Philanthropy is an important element of the ET brand, and Turner’s stores are routinely buzzing with parties supporting wide range of causes and charitable organizations. Maintaining that connection to community is a priority, and her stores that remain open will still be party and shopping central.
Turner and her team also travel to cities where her legion of Elite Stylists spread the pink-fueled gospel of feeling beautiful inside and out, holding fashion shows and pop-up shops benefiting causes important to the women in that specific community. The stylist program is available in 14 states across the country, including California, New Jersey, Florida, and Louisiana, carrying the ET brand beyond the Texas borders.
The convergence of the Edit andthe Elite Stylist program combined with the three Texas store locations, gives Turner the opportunity to keep shaking things up, while exploring what’s around the corner.
“We are a complete lifestyle brand. The addition of apparel really rounded out the business and led to the birth of the box. We saw a huge opportunity and decided to take what we have created and deliver it in a new innovative way,” says Turner.
Consider the process a bit like a dating site, sans cringe-worthy pick-up lines.Shoppers fill out an online profile and are assigned an Elite Stylist who is in charge of filling a customer’s box according to her body shape, personal style, and needs.

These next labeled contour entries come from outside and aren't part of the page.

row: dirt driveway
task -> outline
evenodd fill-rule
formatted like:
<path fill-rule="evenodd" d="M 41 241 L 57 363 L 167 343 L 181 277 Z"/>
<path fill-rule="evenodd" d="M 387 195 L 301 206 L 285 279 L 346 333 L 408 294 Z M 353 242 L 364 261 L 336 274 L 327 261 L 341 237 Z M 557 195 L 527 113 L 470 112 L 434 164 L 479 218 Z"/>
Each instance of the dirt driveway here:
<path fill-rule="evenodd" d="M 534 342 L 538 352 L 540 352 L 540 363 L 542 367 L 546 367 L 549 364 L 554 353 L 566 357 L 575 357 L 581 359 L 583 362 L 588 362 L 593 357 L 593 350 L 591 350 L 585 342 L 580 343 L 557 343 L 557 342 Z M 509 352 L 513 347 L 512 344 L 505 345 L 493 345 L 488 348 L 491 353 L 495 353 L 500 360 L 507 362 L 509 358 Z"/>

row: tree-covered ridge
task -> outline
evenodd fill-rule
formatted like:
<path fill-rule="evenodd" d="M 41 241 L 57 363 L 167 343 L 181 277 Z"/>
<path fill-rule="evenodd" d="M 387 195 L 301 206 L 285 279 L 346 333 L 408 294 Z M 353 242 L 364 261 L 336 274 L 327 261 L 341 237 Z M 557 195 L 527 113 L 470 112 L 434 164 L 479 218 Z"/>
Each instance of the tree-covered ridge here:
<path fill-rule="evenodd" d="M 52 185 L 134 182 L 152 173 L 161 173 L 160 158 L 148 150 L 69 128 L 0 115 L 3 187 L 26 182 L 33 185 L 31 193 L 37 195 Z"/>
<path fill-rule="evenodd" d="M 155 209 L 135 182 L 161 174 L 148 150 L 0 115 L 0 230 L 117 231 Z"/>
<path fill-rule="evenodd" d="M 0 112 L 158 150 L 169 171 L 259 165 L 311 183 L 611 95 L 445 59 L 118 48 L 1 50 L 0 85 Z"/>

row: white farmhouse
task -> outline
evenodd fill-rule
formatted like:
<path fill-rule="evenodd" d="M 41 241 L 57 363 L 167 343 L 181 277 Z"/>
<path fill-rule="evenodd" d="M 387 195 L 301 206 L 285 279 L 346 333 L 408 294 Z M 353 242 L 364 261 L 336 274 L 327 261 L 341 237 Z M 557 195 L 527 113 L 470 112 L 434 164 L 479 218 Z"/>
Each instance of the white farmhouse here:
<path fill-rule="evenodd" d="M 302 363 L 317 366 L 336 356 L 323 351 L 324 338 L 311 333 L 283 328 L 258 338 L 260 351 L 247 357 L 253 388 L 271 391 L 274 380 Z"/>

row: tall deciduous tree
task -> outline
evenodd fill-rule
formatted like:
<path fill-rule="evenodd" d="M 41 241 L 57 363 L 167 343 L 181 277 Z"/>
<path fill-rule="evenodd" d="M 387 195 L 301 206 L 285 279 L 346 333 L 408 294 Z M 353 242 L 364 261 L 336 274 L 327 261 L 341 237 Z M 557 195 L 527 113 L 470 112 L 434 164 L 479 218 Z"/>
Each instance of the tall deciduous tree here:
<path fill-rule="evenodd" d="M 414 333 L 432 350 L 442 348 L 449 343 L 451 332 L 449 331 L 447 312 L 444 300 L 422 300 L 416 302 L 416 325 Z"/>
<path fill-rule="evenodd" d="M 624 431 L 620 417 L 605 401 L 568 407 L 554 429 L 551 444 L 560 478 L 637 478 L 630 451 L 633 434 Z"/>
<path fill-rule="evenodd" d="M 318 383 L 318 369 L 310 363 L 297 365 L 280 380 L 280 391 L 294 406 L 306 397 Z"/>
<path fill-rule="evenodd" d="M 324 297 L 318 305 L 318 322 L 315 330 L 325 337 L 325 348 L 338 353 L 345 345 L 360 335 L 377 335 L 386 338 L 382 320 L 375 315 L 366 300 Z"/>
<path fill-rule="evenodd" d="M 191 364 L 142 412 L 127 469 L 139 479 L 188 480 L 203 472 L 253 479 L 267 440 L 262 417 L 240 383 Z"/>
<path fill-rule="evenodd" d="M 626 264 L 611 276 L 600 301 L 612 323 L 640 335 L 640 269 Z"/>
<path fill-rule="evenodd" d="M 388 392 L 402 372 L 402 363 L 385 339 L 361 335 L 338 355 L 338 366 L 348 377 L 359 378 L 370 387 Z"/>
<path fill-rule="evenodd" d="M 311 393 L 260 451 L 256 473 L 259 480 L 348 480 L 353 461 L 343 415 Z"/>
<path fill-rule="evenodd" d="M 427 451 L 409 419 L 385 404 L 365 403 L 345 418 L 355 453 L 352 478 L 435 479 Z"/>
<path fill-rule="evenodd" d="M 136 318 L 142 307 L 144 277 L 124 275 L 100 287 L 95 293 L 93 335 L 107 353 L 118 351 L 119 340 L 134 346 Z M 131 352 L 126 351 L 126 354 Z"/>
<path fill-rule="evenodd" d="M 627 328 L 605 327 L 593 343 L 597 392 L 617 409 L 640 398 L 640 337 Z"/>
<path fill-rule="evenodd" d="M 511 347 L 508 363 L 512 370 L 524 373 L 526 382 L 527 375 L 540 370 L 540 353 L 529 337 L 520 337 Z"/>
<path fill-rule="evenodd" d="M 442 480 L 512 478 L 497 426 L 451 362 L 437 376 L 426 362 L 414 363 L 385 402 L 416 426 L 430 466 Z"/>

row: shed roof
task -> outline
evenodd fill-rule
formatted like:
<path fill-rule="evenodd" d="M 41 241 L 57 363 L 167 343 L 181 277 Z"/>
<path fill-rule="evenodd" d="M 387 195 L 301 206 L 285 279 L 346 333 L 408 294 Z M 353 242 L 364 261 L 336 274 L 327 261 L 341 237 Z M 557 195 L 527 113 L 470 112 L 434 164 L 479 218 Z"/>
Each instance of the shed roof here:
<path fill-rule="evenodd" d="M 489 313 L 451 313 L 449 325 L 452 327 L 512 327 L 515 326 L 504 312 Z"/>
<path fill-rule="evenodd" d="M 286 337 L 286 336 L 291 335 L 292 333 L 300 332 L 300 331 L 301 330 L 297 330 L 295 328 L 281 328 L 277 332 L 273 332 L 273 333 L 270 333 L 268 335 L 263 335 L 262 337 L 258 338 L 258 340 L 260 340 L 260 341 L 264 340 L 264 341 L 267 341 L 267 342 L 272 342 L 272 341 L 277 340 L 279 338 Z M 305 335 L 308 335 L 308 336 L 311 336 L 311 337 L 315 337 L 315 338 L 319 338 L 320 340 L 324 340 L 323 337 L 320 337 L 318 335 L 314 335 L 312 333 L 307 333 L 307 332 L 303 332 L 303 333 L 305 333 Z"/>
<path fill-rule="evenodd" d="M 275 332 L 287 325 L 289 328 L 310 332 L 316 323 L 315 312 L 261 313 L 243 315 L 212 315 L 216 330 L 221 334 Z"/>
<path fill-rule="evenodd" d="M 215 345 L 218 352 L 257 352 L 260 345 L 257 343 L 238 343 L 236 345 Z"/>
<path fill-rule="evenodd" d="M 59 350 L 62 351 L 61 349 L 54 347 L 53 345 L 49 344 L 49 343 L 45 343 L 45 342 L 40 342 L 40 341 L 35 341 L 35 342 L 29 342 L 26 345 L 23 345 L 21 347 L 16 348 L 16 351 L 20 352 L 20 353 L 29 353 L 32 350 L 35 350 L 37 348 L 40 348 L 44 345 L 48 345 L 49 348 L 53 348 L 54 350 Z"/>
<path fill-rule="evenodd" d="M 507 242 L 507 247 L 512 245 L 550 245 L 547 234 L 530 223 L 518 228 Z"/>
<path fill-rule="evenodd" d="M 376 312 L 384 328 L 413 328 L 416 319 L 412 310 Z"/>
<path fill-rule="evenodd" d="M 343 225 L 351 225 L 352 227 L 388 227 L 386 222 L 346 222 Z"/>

Once submitted, items are pulled from the ET warehouse in Houston and shipped to a customer. Choose everything and save 20 percent on the entire box, or keep only what you want and send the box back within five days of receiving it with an included pre-paid label.
“I really see the Edit as intimacy redefined. You engage in the products the way you want to. In your sweatpants with a glass of wine or try it on for your husband or friend,” Turner says. “You can still have the Elaine Turner experience, but on your terms. And if you need help, our stylists are right there for you.”
Contemplating the brand’s new direction, prompted Turner to take another risk, so she sat down and wrote a book, Breaking the Glass Slipper. It’s a vulnerable and humorous take on her life and the experiences that shaped her.
“My mission is making women feel effortless and beautiful inside and out. I want to bring women together and talk about the hard stuff and still have fun,” Turner says. Her book is slated to be published in 2018.
“I always want to connect with my customers in new ways. Sometimes it’s scary, but I believe in this brand and am excited for the future.”